Decir que nuestros consejeros personales de juventud se guiaban más por los dictados del Breviario romano que por las máximas de los clásicos o de los filósofos, no pretende descalificarlos, simplemente atiende a la realidad. Realidad de la que nos apartamos un día en busca de una verdad que nos permitiera ir al encuentro de nuestro mundo. Había para ello que extraer de ese dominio de lo romano una ética servible. Una ética analítica que afrontara la complejidad de los sentimientos humanos y que no se viera encerrada en el discurso restringido de la salvación.
Con destreza impecable y con minuciosa utillería lógica, Spinoza se puso en su día a la misma tarea. La Etica demostrada según el orden geométrico se publicó en 1677 tras su muerte. En ella ofrece un nuevo marco para deberes y conductas alejado de la tutela de un dios veleidoso, un marco dignificado por la razón y abierto al común de los hombres. Entre las muchas máximas y dictados se incluye una proposición que me parece significativa porque marca con agudeza el punto de ruptura con la tradición escolástica y en la que se percibe de forma clara el acento de la modernidad. Se encuentra en su cuarta parte, a la que titula De la servidumbre humana, o de la fuerza de los afectos. Allí la Proposición LXVII reza:
«Un hombre libre en nada piensa menos que en la muerte, y su sabiduría no es una meditación de la muerte, sino de la vida».

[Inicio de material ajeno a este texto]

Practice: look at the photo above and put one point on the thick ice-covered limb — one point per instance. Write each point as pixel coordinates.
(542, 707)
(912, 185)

Merecería la pena detenerse en la breve argumentación, que deja ver el tono riguroso y exigente escogido para su análisis. Siguiendo las pautas propias del discurso deductivo, la demostración remite a proposiciones anteriores (LXIII y XXIV) y a través de éstas a los postulados y definiciones iniciales en los que se describe con precisión conceptos básicos tales como afecto o pasión. Algunos encuentran este empeño racionalista impostado y cómico, mientras que debe ser entendido como testimonio de una deuda explícita con la razón clásica, a través de su expresión más conspicua, la geometría euclídea.
Ya fuera por su estilo o por el esfuerzo dedicado a abarcar en un sistema integrador las claves filosóficas del pensamiento moderno, la obra encontró en Einstein a un encendido admirador. Ya en 1920 le dedicó un poema; posteriormente su artículo Religión y ciencia, hacia 1930, situaba a Spinoza como uno de los mediadores en el tránsito de una religión del miedo a una religión moral; pero fue un poco después cuando se afirmó en su singular credo: «Creo en el Dios de Spinoza, que nos revela una armonía de todos los seres, y no en un Dios que se ocupe del destino y de las acciones de los hombres».